英国海軍は、海上で自律的にドローンを発射・回収するロボット船システムの試験を行った。この試験は、人間の介入なしで長期間の海上情報収集に向けた新たなアプローチの開発を目指している。システムは、ACUA Oceanの自律水上車両(USV)であるPioneerと、Teledyne FLIR DefenseのSkyCarrierおよびSkyRanger R70ドローンを組み合わせたものだ。SkyRanger R70は、Pioneerと電力・データ接続を維持するケーブルを通じて継続的な電力供給を受け、長時間の空中監視が可能となっている。
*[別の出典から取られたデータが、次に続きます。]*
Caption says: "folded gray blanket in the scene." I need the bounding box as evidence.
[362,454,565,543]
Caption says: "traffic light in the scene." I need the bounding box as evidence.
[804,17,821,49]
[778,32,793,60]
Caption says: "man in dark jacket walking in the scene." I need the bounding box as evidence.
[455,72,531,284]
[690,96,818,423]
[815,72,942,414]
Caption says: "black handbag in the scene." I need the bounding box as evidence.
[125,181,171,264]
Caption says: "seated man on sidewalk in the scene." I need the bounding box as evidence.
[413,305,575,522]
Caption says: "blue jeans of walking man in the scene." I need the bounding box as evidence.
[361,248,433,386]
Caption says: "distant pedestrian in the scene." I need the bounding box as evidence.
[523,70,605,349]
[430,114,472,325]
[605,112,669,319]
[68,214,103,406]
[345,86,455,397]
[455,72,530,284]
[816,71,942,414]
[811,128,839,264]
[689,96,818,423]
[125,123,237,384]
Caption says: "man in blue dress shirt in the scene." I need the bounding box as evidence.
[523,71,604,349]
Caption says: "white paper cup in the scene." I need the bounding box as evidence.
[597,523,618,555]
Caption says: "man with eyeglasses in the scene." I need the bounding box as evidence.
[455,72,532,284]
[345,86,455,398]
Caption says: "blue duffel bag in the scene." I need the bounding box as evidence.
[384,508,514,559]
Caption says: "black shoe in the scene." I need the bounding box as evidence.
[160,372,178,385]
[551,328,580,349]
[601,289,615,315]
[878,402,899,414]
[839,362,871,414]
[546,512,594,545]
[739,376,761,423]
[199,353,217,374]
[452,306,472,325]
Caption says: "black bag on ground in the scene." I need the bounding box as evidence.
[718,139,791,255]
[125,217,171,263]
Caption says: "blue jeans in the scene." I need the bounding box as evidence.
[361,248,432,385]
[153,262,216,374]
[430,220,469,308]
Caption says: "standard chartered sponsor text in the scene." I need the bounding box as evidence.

SkyRanger R70ドローンは、NVIDIAプロセッサを搭載し、リアルタイムのオブジェクト検出と分類を行う人工知能システムを備えている。また、4台のコンピュータビジョンカメラと、長距離・高解像度画像を提供する電磁光学・赤外線センサー群で構成されている。Pioneerは、過酷な海上環境でも安定性を維持できる能力を持ち、ドローン作業にとって重要な役割を果たす。
この技術は、水中戦、対海雷対策、情報収集、重要な海上インフラの保護などの分野で活用できる。ACUA OceanのCEOであるNeil Tinmouthは、このシステムが英国海軍に即時利用可能な多目的情報収集能力を提供すると述べた。